Auditory learners tend to benefit most from traditional teaching techniques. Many teachers use a lecture-style forum, presenting information by talking to their students. Regulating voice tone, inflection, and body language will help all students maintain interest and attention. Auditory learners succeed when directions are read aloud, speeches are required, or information is presented and requested verbally.
Some students rely upon a visual learning style: "Show me and I'll understand." Visual learners benefit from diagrams, charts, pictures, films, and written directions. These students will value to-do lists, assignment logs, and written notes. Many of these techniques, however, also benefit kinesthetic learners.
Most of the school population excels through kinesthetic means: touching, feeling, experiencing the material at hand. "Children enter kindergarten as kinesthetic and tactual learners, moving and touching everything as they learn.

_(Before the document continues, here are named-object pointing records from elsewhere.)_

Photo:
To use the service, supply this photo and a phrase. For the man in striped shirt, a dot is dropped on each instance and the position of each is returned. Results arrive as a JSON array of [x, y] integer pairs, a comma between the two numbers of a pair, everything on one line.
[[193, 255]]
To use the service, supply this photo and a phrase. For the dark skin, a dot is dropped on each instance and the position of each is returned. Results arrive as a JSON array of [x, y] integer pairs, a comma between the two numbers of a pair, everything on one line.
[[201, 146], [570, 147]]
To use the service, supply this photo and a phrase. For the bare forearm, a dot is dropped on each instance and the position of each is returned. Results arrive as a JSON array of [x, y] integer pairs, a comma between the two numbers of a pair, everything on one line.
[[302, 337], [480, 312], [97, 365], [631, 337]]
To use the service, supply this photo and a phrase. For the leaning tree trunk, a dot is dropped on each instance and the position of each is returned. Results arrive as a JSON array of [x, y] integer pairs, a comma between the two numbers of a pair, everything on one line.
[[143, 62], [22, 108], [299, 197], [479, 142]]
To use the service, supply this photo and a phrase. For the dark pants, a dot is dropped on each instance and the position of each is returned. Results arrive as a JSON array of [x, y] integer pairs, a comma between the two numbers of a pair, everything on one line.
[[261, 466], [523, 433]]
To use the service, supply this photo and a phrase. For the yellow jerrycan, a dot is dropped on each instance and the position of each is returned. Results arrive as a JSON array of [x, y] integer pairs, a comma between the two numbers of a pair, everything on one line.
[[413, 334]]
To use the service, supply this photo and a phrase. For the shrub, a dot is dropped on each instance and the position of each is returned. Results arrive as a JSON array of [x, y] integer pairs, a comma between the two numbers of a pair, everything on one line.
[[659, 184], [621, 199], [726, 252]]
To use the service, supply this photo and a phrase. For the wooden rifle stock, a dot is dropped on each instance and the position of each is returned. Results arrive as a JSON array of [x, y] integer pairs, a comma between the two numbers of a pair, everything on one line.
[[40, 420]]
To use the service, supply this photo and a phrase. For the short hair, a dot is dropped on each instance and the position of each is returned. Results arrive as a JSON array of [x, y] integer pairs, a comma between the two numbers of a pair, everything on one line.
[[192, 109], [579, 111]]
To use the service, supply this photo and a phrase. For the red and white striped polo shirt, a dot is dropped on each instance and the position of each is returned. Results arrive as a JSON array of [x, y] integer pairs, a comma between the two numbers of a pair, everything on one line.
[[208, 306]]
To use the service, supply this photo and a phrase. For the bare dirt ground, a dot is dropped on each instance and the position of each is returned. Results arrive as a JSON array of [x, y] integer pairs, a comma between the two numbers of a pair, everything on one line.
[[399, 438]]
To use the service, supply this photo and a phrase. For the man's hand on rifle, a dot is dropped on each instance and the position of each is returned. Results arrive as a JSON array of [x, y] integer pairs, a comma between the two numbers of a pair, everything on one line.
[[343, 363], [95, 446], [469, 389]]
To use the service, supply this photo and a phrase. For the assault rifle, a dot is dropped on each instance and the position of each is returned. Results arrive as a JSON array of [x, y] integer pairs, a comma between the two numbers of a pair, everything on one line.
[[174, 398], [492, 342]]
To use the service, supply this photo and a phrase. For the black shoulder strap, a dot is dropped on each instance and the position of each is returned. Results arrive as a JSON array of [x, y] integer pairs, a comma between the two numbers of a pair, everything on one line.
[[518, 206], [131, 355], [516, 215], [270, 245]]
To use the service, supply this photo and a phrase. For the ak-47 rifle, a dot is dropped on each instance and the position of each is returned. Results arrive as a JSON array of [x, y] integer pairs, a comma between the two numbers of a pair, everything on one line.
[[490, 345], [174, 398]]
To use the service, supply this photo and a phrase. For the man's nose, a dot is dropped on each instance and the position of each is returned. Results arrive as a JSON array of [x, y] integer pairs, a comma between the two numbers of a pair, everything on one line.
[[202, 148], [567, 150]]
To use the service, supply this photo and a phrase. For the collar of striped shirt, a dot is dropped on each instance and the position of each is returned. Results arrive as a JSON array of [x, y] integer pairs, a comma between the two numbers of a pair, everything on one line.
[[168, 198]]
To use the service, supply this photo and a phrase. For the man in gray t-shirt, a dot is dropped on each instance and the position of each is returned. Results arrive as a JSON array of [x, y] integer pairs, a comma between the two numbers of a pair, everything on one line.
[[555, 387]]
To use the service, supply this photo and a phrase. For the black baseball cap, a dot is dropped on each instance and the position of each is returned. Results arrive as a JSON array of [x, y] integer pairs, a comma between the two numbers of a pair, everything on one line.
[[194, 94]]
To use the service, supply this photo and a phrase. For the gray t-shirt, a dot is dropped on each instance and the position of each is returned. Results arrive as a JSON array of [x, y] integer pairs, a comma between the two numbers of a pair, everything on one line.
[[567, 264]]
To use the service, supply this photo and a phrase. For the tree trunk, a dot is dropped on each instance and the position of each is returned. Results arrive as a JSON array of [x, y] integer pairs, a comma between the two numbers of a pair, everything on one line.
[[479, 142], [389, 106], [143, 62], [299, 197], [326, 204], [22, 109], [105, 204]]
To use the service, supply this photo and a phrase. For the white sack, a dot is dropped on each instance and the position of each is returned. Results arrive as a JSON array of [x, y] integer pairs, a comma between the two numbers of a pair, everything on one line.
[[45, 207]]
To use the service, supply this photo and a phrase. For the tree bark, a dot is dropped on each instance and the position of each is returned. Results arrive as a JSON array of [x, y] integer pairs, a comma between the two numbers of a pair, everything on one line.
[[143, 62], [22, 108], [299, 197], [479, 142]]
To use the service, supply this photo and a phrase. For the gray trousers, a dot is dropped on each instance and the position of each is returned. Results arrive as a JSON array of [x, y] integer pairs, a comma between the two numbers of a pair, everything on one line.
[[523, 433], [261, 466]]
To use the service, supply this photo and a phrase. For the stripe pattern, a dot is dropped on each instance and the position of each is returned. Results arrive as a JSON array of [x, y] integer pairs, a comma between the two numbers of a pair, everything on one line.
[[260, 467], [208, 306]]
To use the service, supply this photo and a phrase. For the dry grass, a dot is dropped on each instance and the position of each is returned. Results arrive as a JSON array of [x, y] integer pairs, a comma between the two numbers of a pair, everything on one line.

By second or third grade, some students have become visual learners. During the late elementary years some students, primarily females, become auditory learners. Yet, many adults, especially males, maintain kinesthetic and tactual strengths throughout their lives."(Teaching Secondary Students Through Their Individual Learning Styles, Rita Stafford and Kenneth J. Dunn; Allyn and Bacon, 1993)
Kinesthetic learners are most successful when totally engaged with the learning activity. They acquire information fastest when participating in a science lab, drama presentation, skit, field trip, dance, or other active activity. Because of the high numbers of kinesthetic learners, education is shifting toward a more hands-on approach; manipulatives and other "props" are incorporated into almost every school subject, from physical education to language arts. Hands-on teaching techniques are gaining recognition because they address the challenging needs of kinesthetic learners, as well as the diverse needs of auditory and visual learners.
As research and teacher inservicing continue, classrooms will continue to integrate more of these techniques. Once students understand their learning styles, they can better adapt to their learning environment. Throughout the educational process, students enter many arenas. In elementary school, they are away from home, adjusting to the demands of the teacher. As they progress to middle/junior high school, students suddenly have multiple teachers, in multiple rooms, with increased homework. High school brings even more teachers, more homework, more peer pressures -- all of which can be overwhelming.
When your child identifies his or her unique learning style, you can begin to build upon it. Understanding learning styles is only a first step in maximizing potential and overcoming learning differences.